Представил, как они взламывают мой шкафчик в раздевалке, как находят там мой нательный крестик, мой молитвослов. Вспомнил, что оставил там и свой плеер; засмеялся. Плеер, конечно, вызовет изумление. Полностью деревянный, только провода обыкновенные. Вот они открывают деревянную крышку и вытаскивают компакт-диск, а диск тоже – деревянный, хотя выглядит как настоящий, столь же тонкий. Потом они включат его и обнаружат, что он работает, и диск крутится на оси, – только музыку, хранимую на носителе, они не услышат, как бы ни напрягали слух. Они, скорее всего, плеер изымут, может, Застыров его просто в карман к себе сунет, а может, оформит изъятие по правилам, запечатает в особый пакет. Потом они расспросят и моих коллег, в первую очередь Твердоклинова, но тот пожмёт плечами и отвечать будет односложно и нехотя: пролетариат не любит полицию.



– Что? – спросил Читарь.

– Они едут сюда.

– Мы успеем, – сказал Читарь, хлопнул себя по коленям и встал с лавки.
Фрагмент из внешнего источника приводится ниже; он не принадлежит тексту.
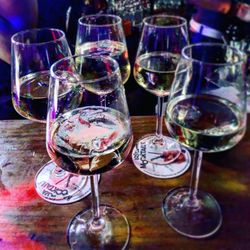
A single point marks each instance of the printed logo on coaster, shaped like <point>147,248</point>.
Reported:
<point>162,171</point>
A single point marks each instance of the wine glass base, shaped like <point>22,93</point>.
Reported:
<point>149,161</point>
<point>200,222</point>
<point>61,187</point>
<point>114,235</point>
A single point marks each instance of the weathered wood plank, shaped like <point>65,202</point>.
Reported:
<point>27,222</point>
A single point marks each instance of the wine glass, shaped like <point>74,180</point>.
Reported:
<point>90,137</point>
<point>207,113</point>
<point>159,50</point>
<point>33,52</point>
<point>103,34</point>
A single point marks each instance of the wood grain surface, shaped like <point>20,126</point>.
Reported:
<point>28,222</point>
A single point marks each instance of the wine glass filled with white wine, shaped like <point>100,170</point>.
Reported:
<point>32,54</point>
<point>90,137</point>
<point>207,113</point>
<point>162,40</point>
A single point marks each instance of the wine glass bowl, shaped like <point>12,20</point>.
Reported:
<point>90,136</point>
<point>103,34</point>
<point>207,113</point>
<point>33,52</point>
<point>162,38</point>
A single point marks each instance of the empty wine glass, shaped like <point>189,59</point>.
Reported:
<point>159,50</point>
<point>32,53</point>
<point>88,137</point>
<point>103,34</point>
<point>207,113</point>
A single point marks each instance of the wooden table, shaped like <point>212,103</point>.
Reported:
<point>28,222</point>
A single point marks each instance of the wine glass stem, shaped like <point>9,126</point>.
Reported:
<point>95,196</point>
<point>196,167</point>
<point>159,117</point>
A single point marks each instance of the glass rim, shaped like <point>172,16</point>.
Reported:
<point>184,21</point>
<point>242,55</point>
<point>27,31</point>
<point>118,20</point>
<point>68,58</point>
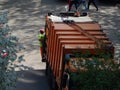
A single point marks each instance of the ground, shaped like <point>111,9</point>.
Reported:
<point>26,17</point>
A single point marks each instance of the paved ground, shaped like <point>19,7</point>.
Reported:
<point>26,17</point>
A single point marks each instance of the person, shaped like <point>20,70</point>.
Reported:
<point>94,3</point>
<point>73,2</point>
<point>42,43</point>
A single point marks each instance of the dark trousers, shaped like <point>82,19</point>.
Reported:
<point>76,3</point>
<point>93,2</point>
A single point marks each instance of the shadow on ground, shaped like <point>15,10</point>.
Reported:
<point>32,80</point>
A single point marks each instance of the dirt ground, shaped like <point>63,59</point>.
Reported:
<point>26,17</point>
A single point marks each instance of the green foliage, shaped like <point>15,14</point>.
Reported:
<point>7,55</point>
<point>100,73</point>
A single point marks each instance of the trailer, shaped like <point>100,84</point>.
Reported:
<point>66,34</point>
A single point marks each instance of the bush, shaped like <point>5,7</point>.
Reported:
<point>99,74</point>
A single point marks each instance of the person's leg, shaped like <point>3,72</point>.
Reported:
<point>70,5</point>
<point>94,3</point>
<point>89,2</point>
<point>84,4</point>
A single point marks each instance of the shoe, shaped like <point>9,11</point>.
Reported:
<point>97,9</point>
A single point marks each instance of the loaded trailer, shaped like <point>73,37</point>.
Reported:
<point>66,35</point>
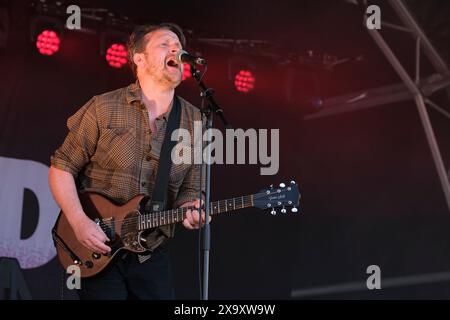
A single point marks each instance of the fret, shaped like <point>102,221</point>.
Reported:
<point>230,205</point>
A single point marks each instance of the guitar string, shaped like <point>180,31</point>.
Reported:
<point>167,211</point>
<point>131,223</point>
– Ещё не поздно уйти, – сказал я. – Оставим её тут, а сами – в лес.

Читарь не упрекнул меня ни словом, ни взглядом, только покачал головой:

– Если оставим – её у нас заберут. Нет, мы успеем. А не успеем – продолжим, когда всё закончится.

– Обгорим сильно, – сказал я.

– Не впервой, – сказал Читарь. – Иногда я думаю, что это даже полезно. И ей тоже будет полезно.
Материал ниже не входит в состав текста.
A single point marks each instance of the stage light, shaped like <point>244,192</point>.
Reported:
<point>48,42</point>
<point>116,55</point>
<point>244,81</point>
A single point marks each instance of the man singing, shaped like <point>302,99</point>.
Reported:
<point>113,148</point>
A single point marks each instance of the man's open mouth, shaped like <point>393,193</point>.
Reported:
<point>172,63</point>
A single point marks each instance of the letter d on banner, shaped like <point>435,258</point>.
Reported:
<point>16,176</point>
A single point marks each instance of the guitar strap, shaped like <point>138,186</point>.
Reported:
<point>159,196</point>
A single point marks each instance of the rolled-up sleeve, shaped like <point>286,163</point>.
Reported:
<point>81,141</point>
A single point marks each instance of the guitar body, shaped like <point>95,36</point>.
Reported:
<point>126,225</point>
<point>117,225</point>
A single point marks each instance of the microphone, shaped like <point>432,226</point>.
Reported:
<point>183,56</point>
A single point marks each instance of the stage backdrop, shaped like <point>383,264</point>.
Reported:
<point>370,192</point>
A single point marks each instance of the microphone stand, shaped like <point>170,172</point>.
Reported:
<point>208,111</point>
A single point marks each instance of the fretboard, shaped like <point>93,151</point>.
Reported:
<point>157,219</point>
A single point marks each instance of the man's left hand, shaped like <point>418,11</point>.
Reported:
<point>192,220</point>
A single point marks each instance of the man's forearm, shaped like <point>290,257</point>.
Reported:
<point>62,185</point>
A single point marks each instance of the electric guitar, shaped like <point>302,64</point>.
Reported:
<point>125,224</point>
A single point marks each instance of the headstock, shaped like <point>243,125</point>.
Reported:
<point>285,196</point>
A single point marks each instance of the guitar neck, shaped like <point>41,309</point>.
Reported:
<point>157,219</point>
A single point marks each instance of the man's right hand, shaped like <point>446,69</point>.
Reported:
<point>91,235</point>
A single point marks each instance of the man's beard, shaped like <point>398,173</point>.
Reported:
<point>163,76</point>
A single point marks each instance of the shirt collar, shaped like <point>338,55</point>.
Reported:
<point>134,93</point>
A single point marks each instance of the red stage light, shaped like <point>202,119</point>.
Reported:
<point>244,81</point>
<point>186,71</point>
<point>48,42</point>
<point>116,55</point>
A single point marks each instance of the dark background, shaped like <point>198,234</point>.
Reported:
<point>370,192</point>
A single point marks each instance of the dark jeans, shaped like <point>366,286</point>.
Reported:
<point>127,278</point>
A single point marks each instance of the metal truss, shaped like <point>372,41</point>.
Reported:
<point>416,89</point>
– Если она обгорит, – сказал я, – то совсем чуть-чуть. Дерево очень плотное. Поверхность обуглится, но глубже не пойдёт.

– Ничего с ней не будет, – сказал Читарь. – Ты сам не понимаешь, насколько она хороша.
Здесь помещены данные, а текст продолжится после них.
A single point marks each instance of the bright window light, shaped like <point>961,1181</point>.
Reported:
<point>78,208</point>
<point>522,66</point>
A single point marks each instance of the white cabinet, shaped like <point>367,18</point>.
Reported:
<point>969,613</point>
– Почему не понимаю? – сказал я. – Понимаю. Это лучшее из всего, что я сделал. Обратил внимание – шва на горле не видать? Затёрли мы шов, заполировали. Когда она встанет, у неё даже малого шрамика не останется. Для женщины это важно.

– Мне нравится, что ты за неё переживаешь, – сказал Читарь. – Ты уже относишься к ней как к живой. Для тебя она уже восстала.

– Для меня она стала живой, когда я её закончил. Всё, что сделано с любовью и умом, – всё живое. Во всё, что я сделал руками, перешла часть моего духа.

Дальше спорить не стали, вернулись к делу.

В третий раз за последние сутки я проверил ставни, замок на калитке; в третий раз заложил засовом входную дверь; в третий раз выключил телефон; в третий раз сошёл по ступеням в подземелье и закрыл крышку люка.

В подвале пахло свечным воском; честно сказать, я никогда не любил этот запах – он напоминал мне о прошлом.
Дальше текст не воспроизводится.